Fun Fact: Checkers, called Draughts in most countries, has been traced back to the 1300s.
How to create your checkers board:
Next draw lines 1 inch apart from top to bottom and also side to side. This will create your 64 square grid needed to play.
Time to color! Drawing in every other square: make them solid, striped or whatever you desire. No 2 empty squres should touch.
All you need is pieces to play. Grab whatever you have laying around: buttons, paper clips, binder clips… You need 12 pieces for each color. Here I choose our regular size paper clips for the pieces and the jumbo ones once one is kinged!
Now to learn how to play….
These are the standard US rules for Checkers:
First you need a partner! Checkers is played by two players. Each begins with 12 colored pieces usually red and black but here we used our paper clips.
Typically Black moves first. Players then alternate. (here you can flip a coin to decide who goes first)
In the beginning of the game: if it is your turn, you can move your piece one space forward in a diagonal direction to a dark square only.

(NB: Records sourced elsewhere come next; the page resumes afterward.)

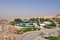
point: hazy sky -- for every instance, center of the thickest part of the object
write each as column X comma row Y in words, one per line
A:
column 28, row 8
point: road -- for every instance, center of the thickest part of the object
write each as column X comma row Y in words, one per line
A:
column 33, row 35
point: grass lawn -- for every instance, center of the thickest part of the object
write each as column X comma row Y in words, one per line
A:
column 51, row 38
column 26, row 30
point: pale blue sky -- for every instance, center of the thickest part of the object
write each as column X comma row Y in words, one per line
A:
column 28, row 8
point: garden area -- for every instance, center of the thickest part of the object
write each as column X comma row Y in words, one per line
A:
column 27, row 29
column 52, row 38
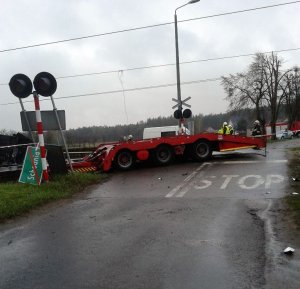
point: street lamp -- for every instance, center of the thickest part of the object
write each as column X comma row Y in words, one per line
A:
column 177, row 60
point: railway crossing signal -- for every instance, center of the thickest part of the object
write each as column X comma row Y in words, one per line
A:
column 20, row 85
column 45, row 84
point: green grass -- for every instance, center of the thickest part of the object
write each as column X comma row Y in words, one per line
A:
column 293, row 201
column 17, row 199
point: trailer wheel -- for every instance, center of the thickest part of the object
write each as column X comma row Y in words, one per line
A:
column 164, row 154
column 202, row 150
column 124, row 160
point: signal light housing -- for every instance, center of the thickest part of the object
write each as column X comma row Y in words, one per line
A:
column 20, row 85
column 45, row 84
column 178, row 114
column 187, row 113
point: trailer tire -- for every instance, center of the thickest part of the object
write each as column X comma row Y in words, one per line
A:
column 202, row 150
column 163, row 154
column 124, row 160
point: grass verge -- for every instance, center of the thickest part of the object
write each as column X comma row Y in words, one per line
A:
column 17, row 199
column 293, row 201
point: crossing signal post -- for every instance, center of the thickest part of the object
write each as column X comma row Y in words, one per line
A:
column 178, row 113
column 44, row 84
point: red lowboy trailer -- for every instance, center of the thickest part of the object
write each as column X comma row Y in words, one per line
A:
column 123, row 155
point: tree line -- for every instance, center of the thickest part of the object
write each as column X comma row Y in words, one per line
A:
column 266, row 88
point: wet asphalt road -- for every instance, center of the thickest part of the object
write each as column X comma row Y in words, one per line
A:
column 187, row 225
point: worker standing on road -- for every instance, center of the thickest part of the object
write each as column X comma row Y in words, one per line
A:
column 256, row 130
column 224, row 129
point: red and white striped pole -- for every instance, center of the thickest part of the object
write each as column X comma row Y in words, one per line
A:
column 39, row 125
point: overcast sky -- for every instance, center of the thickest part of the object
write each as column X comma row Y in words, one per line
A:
column 24, row 22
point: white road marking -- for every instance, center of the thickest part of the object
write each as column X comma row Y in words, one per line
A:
column 275, row 179
column 258, row 181
column 228, row 178
column 243, row 181
column 186, row 182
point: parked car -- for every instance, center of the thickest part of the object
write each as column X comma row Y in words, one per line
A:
column 284, row 134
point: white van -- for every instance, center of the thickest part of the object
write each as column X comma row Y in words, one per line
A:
column 163, row 131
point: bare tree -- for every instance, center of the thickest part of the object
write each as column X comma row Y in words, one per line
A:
column 291, row 95
column 275, row 87
column 247, row 90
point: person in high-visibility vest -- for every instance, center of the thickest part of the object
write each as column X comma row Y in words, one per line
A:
column 256, row 130
column 224, row 129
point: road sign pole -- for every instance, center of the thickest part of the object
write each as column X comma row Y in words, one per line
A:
column 61, row 133
column 40, row 135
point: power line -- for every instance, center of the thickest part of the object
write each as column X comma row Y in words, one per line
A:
column 125, row 90
column 147, row 26
column 171, row 64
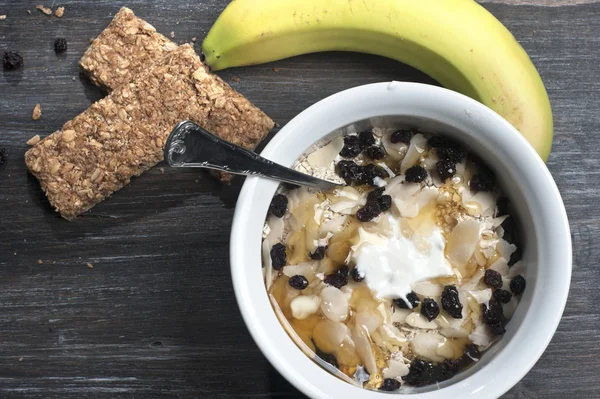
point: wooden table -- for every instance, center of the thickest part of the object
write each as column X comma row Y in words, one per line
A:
column 156, row 315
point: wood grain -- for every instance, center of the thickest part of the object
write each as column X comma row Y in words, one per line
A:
column 156, row 315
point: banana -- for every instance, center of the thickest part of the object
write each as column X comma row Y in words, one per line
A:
column 457, row 42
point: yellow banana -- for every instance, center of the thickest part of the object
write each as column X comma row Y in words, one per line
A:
column 457, row 42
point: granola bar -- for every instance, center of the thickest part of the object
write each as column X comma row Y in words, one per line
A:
column 122, row 135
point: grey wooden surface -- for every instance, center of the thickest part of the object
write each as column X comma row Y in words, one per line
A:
column 156, row 315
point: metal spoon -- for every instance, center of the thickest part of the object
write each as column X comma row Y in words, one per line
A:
column 189, row 145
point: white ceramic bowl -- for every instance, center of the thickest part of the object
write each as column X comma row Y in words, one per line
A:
column 520, row 171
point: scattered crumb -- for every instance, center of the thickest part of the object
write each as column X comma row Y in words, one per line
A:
column 45, row 10
column 37, row 112
column 34, row 140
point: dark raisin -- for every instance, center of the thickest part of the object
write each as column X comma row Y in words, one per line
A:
column 336, row 279
column 413, row 299
column 450, row 302
column 278, row 205
column 492, row 279
column 319, row 253
column 502, row 296
column 375, row 194
column 515, row 256
column 421, row 372
column 415, row 174
column 372, row 171
column 12, row 60
column 60, row 45
column 357, row 275
column 482, row 181
column 517, row 285
column 401, row 136
column 351, row 147
column 329, row 358
column 502, row 205
column 430, row 309
column 442, row 142
column 351, row 172
column 365, row 139
column 375, row 152
column 452, row 154
column 278, row 256
column 368, row 212
column 472, row 352
column 390, row 384
column 385, row 203
column 445, row 168
column 298, row 282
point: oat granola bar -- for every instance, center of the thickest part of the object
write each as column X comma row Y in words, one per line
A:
column 122, row 135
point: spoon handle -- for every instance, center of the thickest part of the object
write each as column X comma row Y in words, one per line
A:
column 189, row 145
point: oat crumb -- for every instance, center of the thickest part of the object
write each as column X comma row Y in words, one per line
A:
column 37, row 112
column 45, row 10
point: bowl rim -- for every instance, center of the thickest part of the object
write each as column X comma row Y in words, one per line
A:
column 359, row 103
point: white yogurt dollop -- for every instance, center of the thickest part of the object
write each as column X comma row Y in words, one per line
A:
column 391, row 265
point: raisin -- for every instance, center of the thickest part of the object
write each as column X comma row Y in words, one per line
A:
column 445, row 168
column 278, row 205
column 452, row 154
column 375, row 152
column 351, row 147
column 430, row 309
column 482, row 181
column 298, row 282
column 390, row 384
column 336, row 279
column 351, row 172
column 60, row 45
column 319, row 253
column 329, row 358
column 515, row 256
column 368, row 212
column 517, row 285
column 365, row 139
column 401, row 136
column 385, row 203
column 375, row 194
column 451, row 303
column 502, row 296
column 372, row 171
column 12, row 60
column 412, row 298
column 415, row 174
column 357, row 275
column 278, row 256
column 492, row 279
column 420, row 373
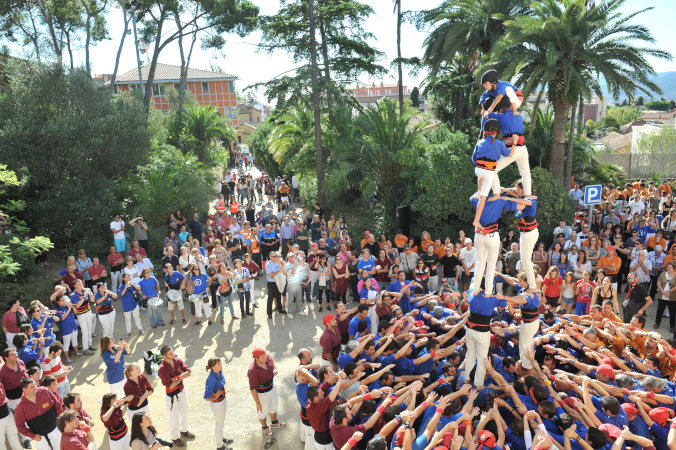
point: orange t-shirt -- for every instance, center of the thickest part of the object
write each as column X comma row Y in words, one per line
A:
column 605, row 261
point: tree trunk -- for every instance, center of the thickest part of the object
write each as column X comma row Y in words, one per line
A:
column 399, row 70
column 126, row 18
column 558, row 152
column 571, row 142
column 459, row 103
column 327, row 71
column 319, row 158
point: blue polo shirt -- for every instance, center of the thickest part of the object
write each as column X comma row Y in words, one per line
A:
column 215, row 382
column 128, row 301
column 488, row 148
column 492, row 209
column 271, row 267
column 499, row 89
column 114, row 370
column 354, row 322
column 148, row 287
column 366, row 265
column 68, row 325
column 200, row 284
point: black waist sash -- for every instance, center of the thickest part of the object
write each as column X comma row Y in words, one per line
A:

To win a game you need to move your pieces towards your opponent’s side of the board. You can move quicker by jumping your opponent’s pieces and then removing them from the board.
To capture: jump over their piece by moving two diagonal spaces in the direction of the checker, like you are hopping over your opponent’s piece. Once you have jumped over them you can take that piece off the board!
But don’t forget! A space on the other side of your opponent’s checker must be empty to move to it.
A rule to remember: If you have the chance to jump your opponent, you have to take it.
If you capture a piece you only get to move forward once. But if your new spot gives you another opportunity to snag another piece, you can keep going until you can’t jump any more.
When a piece reaches the furthest row from the player who controls that piece, it is crowned and becomes a king. In traditional checkers one of the pieces, which already has been captured would be placed on top of the ‘king’ so it is twice as high as a regular piece. Here we used our jumbo paper clips in place for a king.
Kings are limited to moving diagonally, but can move forward and backward, so it’s easier for kings to capture your opponent’s checkers.